これが初の古巣対決ではないため、過剰に意識するつもりはない。ただ、深い感謝と敬意がプレーの芯を強くする。最終節で彼に求められるのは攻撃参加。小泉自身もその役割をはっきりと理解している。「得点に関わることは求められる。意識してプレーで示したい」。
積み上げてきた守備の強度、前向きな攻撃姿勢、そして古巣に向けた静かな闘志。それらすべてが融合したとき、存在感は一段と際立つはず。
最終戦で示すべきは、 “勝ち切る力”。その先にしか、来季への確かな希望は生まれない。(文・匂坂 俊之)
■新潟
恩返しのためにも。ここでトンネルを抜け出す
来季から、最低でも1年半はJ2で過ごすことになる新潟。J1での締めのゲームが今節となる。相手は、昨季まで3年に渡り新潟で指揮を執った松橋監督率いるFC東京。今季のJ1第14節で対戦した際は2-3で敗戦。
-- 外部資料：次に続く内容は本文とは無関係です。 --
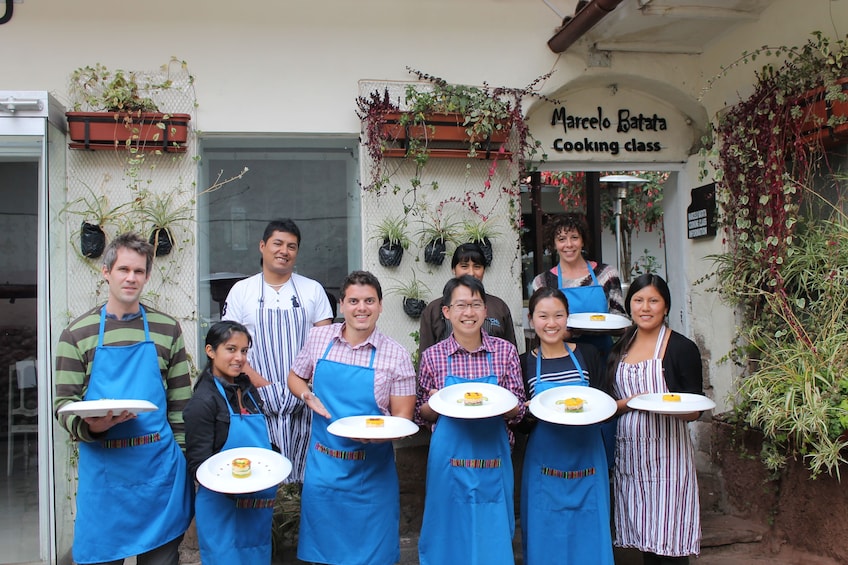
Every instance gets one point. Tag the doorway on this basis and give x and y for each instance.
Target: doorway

そこで18位に順位を落として以降、降格圏に低迷し続けることとなった。因縁の対決を前に、今季限りで9年間過ごした新潟を去る主将の堀米は「いまはリキさん(松橋監督)がどうということも言っていられない。ただただ、今季のうちに1勝を挙げたい」と、未勝利のトンネルを抜け出すことに意識を向ける。堀米自身、昨季から今季にかけてホームでの未勝利が続き、J1第18節・湘南戦で8カ月ぶりに勝利を挙げるまでに苦しんだ体験がある。その試合で決勝点を決めた小見(柏)は試合後のフラッシュインタビューで嗚咽し、いかに重圧がかかっていたかを物語っていた。前節・柏戦に敗れたことで、18試合未勝利という、クラブワースト記録が刻まれた。「これだけ勝ちなしが続くと、来季も『何戦勝ちなし』と言われ続ける。ここで1回断ち切りたい」(堀米)。来季、新潟で戦う仲間たちのためにも意地を見せるつもりだ。それは、今季苦しい中でもずっと応援を続けてくれた新潟サポーターへの、最後の恩返しでもある。今節もアウェイのゴール裏をオレンジに染めて応援してくれるであろう、12番目の選手たちに報いたい。
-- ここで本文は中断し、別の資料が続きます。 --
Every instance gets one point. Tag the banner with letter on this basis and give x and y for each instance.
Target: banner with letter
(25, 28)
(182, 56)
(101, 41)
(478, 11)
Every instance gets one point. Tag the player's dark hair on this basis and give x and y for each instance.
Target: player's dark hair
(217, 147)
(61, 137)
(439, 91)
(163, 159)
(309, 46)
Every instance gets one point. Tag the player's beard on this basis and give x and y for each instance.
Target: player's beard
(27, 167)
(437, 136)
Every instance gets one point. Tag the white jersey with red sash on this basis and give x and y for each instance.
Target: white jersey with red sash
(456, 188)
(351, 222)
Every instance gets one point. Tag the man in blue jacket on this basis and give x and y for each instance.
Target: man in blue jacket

注目選手は、ホーム最終戦となった柏戦で一矢報いるゴールを決めた笠井。「ホームで勝って送り出すのが一番だったけど、勝てなかった。勝利に結びつくゴールやアシストを決めたい」。退団する選手たちを笑顔で送り出すために、前回対戦時に続き、FC東京からゴールを奪う。(文・野本 桂子)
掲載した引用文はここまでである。